Looking ahead, we expect consolidation to accelerate further in chemicals segments where customer industries exhibit high levels of consolidation or are trending in this direction, including segments such as consumer goods, automotive, electronics and coatings.
In addition, deal activity is spurred by chemicals companies’ balance sheets and investment portfolio decisions. A slowing demand outlook combined with high investor expectations leads companies to turn to M&A as an alternative to organic investment options that don’t provide the required returns. In our survey of chemicals executives conducted for the A.T. Kearney Chemicals Executive M&A Report 2017, more than half the respondents saw these factors as important drivers of deal activity.
Moreover, diversified chemicals companies are increasingly shifting their portfolios toward more specialty pure play models, incentivized by the higher multiples investors award to specialty and solution-focused chemicals companies.

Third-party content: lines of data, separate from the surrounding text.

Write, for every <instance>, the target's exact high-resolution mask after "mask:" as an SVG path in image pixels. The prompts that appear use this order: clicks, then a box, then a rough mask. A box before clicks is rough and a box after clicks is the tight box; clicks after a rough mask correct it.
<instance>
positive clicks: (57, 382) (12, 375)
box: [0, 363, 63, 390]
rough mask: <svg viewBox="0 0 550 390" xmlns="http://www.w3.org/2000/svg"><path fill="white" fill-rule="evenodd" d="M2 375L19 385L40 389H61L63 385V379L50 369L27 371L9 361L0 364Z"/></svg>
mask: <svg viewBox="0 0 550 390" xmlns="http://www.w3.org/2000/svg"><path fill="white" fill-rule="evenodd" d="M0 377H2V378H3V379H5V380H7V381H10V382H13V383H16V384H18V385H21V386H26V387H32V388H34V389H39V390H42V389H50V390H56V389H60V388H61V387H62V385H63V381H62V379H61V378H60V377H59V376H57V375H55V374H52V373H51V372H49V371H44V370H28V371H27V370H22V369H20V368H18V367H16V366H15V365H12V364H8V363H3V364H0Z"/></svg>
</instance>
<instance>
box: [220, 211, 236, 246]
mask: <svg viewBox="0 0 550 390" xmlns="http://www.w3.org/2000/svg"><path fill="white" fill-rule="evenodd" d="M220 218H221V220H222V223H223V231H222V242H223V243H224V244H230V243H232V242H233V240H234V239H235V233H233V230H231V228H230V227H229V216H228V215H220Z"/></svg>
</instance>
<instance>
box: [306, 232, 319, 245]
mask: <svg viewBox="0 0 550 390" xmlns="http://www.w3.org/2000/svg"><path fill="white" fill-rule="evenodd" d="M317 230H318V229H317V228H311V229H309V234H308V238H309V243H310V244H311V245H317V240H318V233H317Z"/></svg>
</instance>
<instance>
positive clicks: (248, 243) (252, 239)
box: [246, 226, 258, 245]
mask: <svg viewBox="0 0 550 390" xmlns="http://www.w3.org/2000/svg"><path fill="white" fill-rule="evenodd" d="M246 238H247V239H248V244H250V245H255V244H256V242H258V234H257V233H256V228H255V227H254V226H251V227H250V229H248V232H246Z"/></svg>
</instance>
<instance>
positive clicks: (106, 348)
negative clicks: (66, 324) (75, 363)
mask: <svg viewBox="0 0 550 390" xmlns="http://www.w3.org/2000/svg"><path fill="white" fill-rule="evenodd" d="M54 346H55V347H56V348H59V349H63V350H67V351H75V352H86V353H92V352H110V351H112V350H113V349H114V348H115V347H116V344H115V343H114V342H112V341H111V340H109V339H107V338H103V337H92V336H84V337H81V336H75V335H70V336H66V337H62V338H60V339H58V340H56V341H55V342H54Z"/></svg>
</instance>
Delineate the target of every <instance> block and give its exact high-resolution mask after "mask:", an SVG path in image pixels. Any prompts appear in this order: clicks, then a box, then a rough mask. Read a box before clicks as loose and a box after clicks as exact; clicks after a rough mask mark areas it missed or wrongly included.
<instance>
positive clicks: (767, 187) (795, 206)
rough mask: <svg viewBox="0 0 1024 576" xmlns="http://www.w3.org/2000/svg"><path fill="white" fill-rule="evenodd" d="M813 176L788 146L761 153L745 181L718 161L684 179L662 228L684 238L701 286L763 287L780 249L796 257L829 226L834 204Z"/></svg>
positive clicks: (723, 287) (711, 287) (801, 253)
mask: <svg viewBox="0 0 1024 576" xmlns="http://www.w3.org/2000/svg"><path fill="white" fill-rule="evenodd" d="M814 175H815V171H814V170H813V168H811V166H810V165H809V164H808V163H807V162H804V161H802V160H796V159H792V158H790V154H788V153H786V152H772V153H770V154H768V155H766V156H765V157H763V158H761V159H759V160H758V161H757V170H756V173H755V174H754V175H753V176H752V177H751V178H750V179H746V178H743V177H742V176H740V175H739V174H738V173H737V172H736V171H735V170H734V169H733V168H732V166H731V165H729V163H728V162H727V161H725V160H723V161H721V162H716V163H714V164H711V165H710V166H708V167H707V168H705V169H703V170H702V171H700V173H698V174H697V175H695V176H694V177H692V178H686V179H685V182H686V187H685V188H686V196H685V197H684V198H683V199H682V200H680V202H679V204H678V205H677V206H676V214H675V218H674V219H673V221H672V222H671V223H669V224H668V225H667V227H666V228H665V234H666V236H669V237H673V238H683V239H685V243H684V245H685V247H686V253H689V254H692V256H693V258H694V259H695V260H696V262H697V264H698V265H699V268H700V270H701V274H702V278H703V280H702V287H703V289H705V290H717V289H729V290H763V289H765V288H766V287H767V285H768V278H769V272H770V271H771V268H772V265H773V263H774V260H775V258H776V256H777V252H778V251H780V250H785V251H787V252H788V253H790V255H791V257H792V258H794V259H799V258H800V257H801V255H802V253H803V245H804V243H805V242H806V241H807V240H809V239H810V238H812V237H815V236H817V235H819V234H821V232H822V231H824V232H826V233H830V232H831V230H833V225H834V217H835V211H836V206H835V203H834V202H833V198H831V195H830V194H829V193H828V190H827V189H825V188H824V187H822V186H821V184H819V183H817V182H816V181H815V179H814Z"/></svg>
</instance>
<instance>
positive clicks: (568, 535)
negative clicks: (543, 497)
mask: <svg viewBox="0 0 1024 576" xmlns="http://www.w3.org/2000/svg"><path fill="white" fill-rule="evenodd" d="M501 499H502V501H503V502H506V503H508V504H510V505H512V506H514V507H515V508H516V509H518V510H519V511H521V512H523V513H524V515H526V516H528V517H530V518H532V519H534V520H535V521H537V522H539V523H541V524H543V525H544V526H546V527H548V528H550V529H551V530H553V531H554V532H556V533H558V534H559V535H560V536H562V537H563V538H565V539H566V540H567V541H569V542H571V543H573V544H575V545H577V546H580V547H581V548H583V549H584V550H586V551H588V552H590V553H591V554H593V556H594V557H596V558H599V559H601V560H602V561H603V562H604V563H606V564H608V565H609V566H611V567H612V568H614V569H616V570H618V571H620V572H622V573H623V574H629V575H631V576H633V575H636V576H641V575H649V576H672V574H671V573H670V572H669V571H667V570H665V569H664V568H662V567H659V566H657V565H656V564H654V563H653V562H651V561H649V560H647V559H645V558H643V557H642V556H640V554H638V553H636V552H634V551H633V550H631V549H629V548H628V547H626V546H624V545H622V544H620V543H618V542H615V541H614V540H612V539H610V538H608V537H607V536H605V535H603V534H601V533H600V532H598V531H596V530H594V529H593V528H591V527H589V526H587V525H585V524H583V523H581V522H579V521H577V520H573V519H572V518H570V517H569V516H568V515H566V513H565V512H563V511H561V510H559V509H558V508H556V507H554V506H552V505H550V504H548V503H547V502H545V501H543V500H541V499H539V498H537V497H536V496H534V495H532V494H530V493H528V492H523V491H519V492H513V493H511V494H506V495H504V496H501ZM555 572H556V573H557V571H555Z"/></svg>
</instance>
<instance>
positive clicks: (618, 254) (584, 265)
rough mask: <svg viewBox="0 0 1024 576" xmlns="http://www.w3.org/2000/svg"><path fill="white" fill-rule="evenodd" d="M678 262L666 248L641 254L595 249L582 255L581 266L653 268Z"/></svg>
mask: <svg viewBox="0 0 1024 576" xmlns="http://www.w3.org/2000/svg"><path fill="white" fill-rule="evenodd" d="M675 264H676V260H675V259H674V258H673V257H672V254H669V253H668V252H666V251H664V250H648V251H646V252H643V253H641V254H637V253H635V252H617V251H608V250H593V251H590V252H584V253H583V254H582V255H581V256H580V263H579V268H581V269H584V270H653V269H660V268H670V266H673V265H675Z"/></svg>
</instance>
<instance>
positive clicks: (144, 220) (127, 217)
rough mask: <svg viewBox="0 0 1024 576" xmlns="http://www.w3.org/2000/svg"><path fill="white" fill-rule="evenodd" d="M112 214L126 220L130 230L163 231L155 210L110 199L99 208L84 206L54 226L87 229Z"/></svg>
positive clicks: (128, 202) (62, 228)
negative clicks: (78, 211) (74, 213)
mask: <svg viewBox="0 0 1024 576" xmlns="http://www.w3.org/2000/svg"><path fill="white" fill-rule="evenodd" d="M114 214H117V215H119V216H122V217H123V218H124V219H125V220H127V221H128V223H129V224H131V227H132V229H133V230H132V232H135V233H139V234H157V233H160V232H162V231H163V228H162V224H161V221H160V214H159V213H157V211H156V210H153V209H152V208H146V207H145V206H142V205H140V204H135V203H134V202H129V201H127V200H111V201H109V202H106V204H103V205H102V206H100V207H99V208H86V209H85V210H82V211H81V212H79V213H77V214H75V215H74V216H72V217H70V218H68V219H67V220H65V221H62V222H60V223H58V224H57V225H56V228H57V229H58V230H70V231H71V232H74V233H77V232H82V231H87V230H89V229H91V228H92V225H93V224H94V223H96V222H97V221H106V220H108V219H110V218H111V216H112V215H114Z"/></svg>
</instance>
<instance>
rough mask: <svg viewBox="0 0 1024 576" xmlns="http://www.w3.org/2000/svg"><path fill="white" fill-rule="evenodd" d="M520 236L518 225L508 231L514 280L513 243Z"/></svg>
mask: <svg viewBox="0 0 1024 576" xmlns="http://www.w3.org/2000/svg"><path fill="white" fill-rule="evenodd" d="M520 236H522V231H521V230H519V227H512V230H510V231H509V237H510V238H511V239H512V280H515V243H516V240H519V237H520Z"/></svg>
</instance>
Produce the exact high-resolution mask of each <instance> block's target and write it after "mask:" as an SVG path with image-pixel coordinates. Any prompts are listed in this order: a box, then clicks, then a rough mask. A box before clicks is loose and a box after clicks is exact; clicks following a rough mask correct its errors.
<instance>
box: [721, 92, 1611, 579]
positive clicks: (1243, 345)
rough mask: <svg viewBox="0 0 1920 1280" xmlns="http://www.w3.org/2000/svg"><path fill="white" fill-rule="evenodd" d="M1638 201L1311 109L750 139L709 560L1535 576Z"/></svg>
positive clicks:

A prime example of this trend is the merger of Dow Chemical and DuPont, where the company will be split into three parts with two solution and specialty businesses and one feedstock-oriented business.
China has steadily increased its share of global deal volume to become the number one country of origin for transactions, representing 24 percent of all deals. This reflects the pattern of emerging market firms seeking access to advanced technologies, services, application know-how and customers — a factor that A.T. Kearney’s study identifies as the most important driver for future activity. Already in 2016, the number of completed deals with an emerging market acquirer and a developed market target more than doubled compared to the previous year while the total number of deals remained stable.
We expect this trend to continue as government-driven consolidation in industries such as steel, coal, and chemicals in China creates more national champions that in turn pursue international growth strategies through M&A. A prominent example is ChemChina and its group. They have been building a strong position in agrochemicals by acquiring Syngenta and Adama as well as establishing the company in rubbers and plastics by acquiring Pirelli, complemented with the acquisition of machinery company Krauss Maffei. We expect similar trends to continue in India, although at more muted levels.
Although currently a small share of activity, chemicals activity in the Middle East is also expected to pick up as companies expand their chemicals portfolios, partly driven by the uptake of direct oil-to-chemicals processes, which provide favorable economics for crude oil producers. This could trigger joint ventures and partnerships with North American, European, or Chinese companies, but it could also prompt acquisitions, with a focus on gaining access to global markets.
New Levels of Uncertainty
While these signs all point toward more M&A, several disruptors could radically change the direction of the industry, chief among them macroeconomic factors related to trade and tariffs, taxation, economic growth, and interest rates. With new levels of uncertainty brought on by political upsets such as Brexit and the US election, chemicals companies are facing difficult questions about what their environment will look like in the next 12 to 24 months. The executives we surveyed say economic volatility is the strongest impediment to M&A growth.
The potential for chemicals M&A activity in 2017 to reach its highest level ever raises two questions: Which chemicals chains will be the next to consolidate? What further deal activity could this trigger? In the words of Airgas CEO Pascal Vinet, such moves may reinforce “the need for others to reassess their position and continue to adapt.” His words about whether we have seen the last mega deal in the industrial gas market also seem appropriate for other chemicals chains and segments: “It is difficult to imagine, but never say never.”